I​t's an introductory course, so what you'll get is an intruductiory overview. During the lecture videos, you'll have to take some things for granted. Some of them are explained later, some are not. What I do mind is that there is no interaction between the course staff (lectures or assistants) and course participants. So some of your questions will be left unanswered, and on some you'll get questionable answers. More and more I find this to be the general problem with Coursera. You have few graded quizes and few lab exercises. So in my opinion, the course is not worth paying extra money for the certificate.

By Evren O

Jul 22, 2021

I​ enjoyed Lawrence Carin's explanations a lot but the overall experience was not great I'm afraid. It felt like it did not come together properly. The order of lectures and assignments felt wrong. The Python level of competence was too high for this course and support (via forums) was non-existent.
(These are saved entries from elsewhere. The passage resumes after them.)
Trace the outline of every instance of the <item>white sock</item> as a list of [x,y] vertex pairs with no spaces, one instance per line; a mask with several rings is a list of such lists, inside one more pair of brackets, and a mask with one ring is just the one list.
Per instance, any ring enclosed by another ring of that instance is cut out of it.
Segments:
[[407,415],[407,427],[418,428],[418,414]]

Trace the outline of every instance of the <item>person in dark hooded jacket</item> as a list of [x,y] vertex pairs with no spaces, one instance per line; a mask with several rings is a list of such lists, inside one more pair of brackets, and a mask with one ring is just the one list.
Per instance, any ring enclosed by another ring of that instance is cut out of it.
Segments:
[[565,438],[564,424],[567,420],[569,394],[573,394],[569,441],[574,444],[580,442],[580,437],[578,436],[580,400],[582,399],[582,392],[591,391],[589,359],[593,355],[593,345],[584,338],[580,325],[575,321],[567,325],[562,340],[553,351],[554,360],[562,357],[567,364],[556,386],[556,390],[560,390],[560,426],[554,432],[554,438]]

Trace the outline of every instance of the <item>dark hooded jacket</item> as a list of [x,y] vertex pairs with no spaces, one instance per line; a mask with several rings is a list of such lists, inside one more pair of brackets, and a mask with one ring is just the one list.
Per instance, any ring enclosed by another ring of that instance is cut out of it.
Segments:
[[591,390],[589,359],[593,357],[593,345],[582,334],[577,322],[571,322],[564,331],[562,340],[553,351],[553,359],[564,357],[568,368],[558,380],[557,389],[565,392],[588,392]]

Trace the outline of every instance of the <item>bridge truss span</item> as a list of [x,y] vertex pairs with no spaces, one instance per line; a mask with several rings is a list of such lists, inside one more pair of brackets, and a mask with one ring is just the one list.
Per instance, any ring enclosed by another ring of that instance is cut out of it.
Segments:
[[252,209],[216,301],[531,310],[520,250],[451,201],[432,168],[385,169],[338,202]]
I don't regret finishing the course but I would not recommend it to my friends.

By Grace F E P

Apr 28, 2021

The lectures were great and very easy to follow! However, I found that the assessments were too easy as they comprised solely of multiple choice questions, maybe including hands on coding assessments fo contribute to our final grade would have made me feel more confident that I've grasped what was supposed to be taught to me each week.

By Vaibhav B

May 2, 2021

Modules need a bit of synchronization.

Please spend some more time explaining gradient descent.

If possible, explain using a board where we could have things simultaneously.

Also, request to have a course on machine vision using CNN etc.